Myth 1 – “If I move my application to the public cloud, I no longer need to protect it myself, that’s why I am paying the cloud provider for.”
Initially, workloads used for test and development were the first to move, benefiting from the cloud’s economic pay-per-use model and resource elasticity. Once those trials were successful and confidence in the public cloud grew, organizations have moved additional workloads to the public cloud, including business-important and mission-critical applications, some of which were at the core of their business. Nevertheless, just because the decision was made to move them to the public cloud, the business requirements for those workloads regarding data protection and service availability did not change. Since the regulatory requirements and the internal business processes and practices still hold, there is a need to apply data protection solutions to achieve such level of persistency and availability. The obvious place to look for this is with the public cloud service providers, however careful reading of hyper-scale public clouds’ T&Cs show that the responsibility to protect the data lies on the user (i.e. you) and not on the cloud provider (e.g. AWS Customer Agreement section 4.3 and Microsoft Azure Agreement section 2.1).
The public cloud provider may provide tools to perform the protection, but putting them to work in a way that will satisfy the requirements of your manager, your organization and the regulator is your responsibility.
Myth 2 – “Cloud Native applications are designed according to 12-factor methodologies and are resilient, so they do not need data protection.”

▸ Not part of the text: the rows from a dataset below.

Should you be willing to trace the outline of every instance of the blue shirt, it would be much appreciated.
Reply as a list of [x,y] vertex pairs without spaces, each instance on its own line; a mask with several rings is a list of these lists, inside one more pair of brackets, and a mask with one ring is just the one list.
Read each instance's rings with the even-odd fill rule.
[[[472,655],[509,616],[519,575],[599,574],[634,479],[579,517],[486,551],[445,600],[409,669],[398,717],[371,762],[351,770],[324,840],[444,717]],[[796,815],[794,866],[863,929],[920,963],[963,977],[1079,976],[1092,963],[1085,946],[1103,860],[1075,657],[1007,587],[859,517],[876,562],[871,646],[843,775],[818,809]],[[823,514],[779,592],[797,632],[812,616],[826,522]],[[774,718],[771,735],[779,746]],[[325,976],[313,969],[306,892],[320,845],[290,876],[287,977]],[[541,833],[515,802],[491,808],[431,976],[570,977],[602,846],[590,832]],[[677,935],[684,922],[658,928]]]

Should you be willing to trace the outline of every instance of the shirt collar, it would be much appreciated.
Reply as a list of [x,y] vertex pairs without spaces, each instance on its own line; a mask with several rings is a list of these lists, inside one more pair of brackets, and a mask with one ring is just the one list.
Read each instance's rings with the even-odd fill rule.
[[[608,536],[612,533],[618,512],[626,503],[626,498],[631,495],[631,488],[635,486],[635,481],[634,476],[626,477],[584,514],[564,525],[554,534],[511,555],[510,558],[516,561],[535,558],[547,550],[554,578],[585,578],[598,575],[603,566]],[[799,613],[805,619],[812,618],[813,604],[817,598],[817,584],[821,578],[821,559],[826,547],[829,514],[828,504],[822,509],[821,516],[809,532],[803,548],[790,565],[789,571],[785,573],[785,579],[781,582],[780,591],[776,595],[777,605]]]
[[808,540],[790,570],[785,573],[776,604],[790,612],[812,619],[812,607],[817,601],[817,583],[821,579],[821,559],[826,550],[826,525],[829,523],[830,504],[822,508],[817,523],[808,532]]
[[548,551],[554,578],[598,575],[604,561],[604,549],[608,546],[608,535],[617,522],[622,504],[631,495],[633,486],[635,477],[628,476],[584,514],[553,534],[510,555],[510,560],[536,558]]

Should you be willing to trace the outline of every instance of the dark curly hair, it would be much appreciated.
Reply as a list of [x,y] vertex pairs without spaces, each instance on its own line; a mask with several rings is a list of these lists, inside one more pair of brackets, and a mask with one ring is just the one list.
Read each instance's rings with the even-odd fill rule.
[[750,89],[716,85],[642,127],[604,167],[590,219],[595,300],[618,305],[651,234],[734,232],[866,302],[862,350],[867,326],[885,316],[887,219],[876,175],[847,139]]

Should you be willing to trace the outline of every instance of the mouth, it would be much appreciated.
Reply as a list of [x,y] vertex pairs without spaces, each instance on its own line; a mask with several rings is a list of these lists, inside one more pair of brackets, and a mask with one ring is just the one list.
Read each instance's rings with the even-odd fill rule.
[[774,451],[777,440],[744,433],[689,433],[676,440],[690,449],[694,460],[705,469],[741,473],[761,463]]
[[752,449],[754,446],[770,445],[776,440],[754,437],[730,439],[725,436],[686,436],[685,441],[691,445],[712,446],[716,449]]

Cloud native applications are very common with start-ups who build them from scratch following 12-factor application design principles. Large organizations are also adopting this methodology and many enterprises with large development teams started adopting this approach to build their next generation applications. Twelve-factor development methodology makes the applications “cloud friendly” in the sense that it can behave better in the unstable cloud environment. For example, a software container is required to be stateless, so if it crashes, a new container can be automatically spun-up and continue where the former one has left off. The common misconception is that with this design, there’s no need for an additional layer of data protection. However, reality is that while this is a great approach to make the compute resources more resilient, it does not protect the data in the database, where the application state is being stored. Actually, the 12-factor approach relies on a reliable, persistent datastore/database for maintaining the application data, so protecting it is becoming even more important.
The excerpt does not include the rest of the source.